81°F
weather icon Clear

UNLV professor gets to observe rare astronomical event

Bing Zhang is one of those guys who figured out what he wanted to do with his life when he was a kid.

"Every child," he said, "is fascinated by the stars."

He grew up in China. He'd had an interest in science and science fiction as a youngster, but it was in his second year of high school when he came across a story about Albert Einstein.

He learned that one man with a brilliant mind could change everything.

And so that is what Zhang set out to do.

He became one of the world's leading researchers on gamma ray bursts. (We'll explain those later.)

"Gamma ray bursts are a very weird phenomena," Zhang said.

So now, it is decades later, and Zhang has just finished teaching an introductory astronomy course with 160 students in it at the University of Nevada, Las Vegas .

He fingers through a computer printout of a game-changing article published last week in the journal Nature with his name at the top.

"Relativistic jet activity from the tidal disruption of a star by a massive black hole." That's the title.

NASA, in a news release, called the event the article and another related one detail "truly extraordinary."

The article itself says things like, "For a black hole of this size, the peak isotropic X-ray exceeds the Eddington luminosity ..."

Zzzzzzzz.

Nature is, after all, one of the world's leading scientific journals. It is geared toward hard-core scientists who don't necessarily speak the same language everyone else does. They don't need catchy headlines and simple words that the general public will understand.

So, what does it mean?

It means that Zhang and an international team of scientists have essentially just watched a supermassive black hole at the center of a galaxy in the constellation Draco swallow a star and shoot a powerful jet of light and radiation straight at the Earth. (Don't worry, it won't hurt you.)

This happened 3.9 billion years ago, when the Earth was still in diapers.

Because the light had to travel so far -- right about 20 billion trillion miles -- the scientists saw it happen just this past March.

No one has ever seen it happen before. No one was even sure this sort of thing actually did happen until this team saw it.

In fact, even they weren't sure that's what they were seeing at first.

That's often how science works.

It is Zhang's job to analyze the data. He's a theoretical astrophysicist.

He came to America after his education in China because, he said, this is where the world's best scientific opportunities are.

He joined a division of NASA, then hopped to Penn State University, where he was a researcher. Yearning for a more permanent position, he came to UNLV in 2004. He has since earned tenure as a professor.

Along the way, Zhang joined a team of scientists whose job is to respond when a specialized satellite captures images of gamma ray bursts.
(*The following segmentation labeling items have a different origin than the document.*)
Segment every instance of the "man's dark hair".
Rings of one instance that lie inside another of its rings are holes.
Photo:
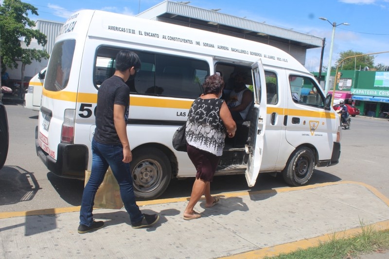
[[[141,68],[141,59],[134,52],[129,51],[120,51],[116,55],[116,68],[119,71],[124,71],[134,67]]]
[[[215,74],[209,76],[205,79],[203,84],[204,93],[218,94],[224,86],[224,81],[223,77]]]

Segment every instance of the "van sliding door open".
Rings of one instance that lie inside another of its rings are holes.
[[[253,126],[250,127],[249,141],[245,147],[246,152],[249,154],[246,172],[249,187],[255,184],[264,152],[266,94],[265,71],[261,59],[251,65],[251,74],[254,84],[254,107],[250,123]]]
These are massive bursts of a certain kind of radiation and light. They're super bright, and they can be detected from Earth's orbit if the burst happens to be facing this way.
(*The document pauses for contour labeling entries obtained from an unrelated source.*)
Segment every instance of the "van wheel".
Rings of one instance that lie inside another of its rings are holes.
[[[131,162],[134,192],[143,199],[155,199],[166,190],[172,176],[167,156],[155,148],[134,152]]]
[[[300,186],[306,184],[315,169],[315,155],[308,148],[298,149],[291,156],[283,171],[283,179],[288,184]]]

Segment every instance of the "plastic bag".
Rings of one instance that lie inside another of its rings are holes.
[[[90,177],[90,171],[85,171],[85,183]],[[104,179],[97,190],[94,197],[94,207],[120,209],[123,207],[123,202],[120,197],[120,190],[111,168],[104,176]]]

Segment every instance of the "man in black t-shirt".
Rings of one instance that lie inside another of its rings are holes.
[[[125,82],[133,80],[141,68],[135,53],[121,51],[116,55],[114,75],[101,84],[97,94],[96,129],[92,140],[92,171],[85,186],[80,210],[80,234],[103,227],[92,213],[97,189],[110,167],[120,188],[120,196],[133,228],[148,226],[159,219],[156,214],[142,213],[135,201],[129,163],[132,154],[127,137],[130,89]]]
They occur when a star collapses in on itself and dies. That's called a supernova.

The point of studying all of this is to figure out how the universe works, nothing less. It's unlikely anyone's going to use this knowledge anytime soon to build a better toaster.

But someday, someone might.

So anyway, back in March, an alert went out after the satellite detected what everyone thought was a new gamma ray burst.

Then the data began to come in. Hmm, Zhang thought. Something is not quite right. This thing wasn't acting like a gamma ray burst. The timing was off, as was some other data.

"When this happened," Zhang said, "we figured it must be something else."

Supermassive black hole? Could be. They're in the center of every galaxy.

Maybe, Zhang thought, this supermassive black hole was swallowing a star as they watched.

The team sought more data. They found more evidence. They did loads and loads of calculations and, sure enough, they convinced themselves they had just witnessed an entirely new phenomenon .

"It's just a fascinating subject," said UNLV's dean of sciences, Tim Porter, a physicist by training.

He said the university's reputation as a research center is growing, and the publication of the paper Zhang co-authored in one of the world's top two or three scientific journals is a big deal.

"It's kind of a hidden fact about UNLV that we've achieved this over the years," he said. "Most people don't realize. They think, oh, UNLV. They have a good basketball team. The hotel school. But we've made great strides in so many areas."

Like astronomy. When Zhang came, there was just one professor. Now there are three . The physics department is now the physics and astronomy department.

So an up-and-coming scientist at an up-and-coming university was part of an international team that discovered something no one knew existed.

Which raises the question: Why did no one know this existed?

Scientists had seen what they believed were the aftereffects of black holes swallowing stars before. They were all pretty sure of it. But they didn't even know the whole burst-of-light-and-radiation thing happened.

And this black hole? It's gigantic. About a million times the mass of our sun. That's why it's called a supermassive black hole.

Zhang said it's been swallowing stuff for billions of years, but probably not much lately. So there was nothing to see, no data to measure, for eons and eons.

But then, for whatever reason, this particular star wandered too close and, well, it got sucked into the massive gravitational field.

There's no way around the physics of that.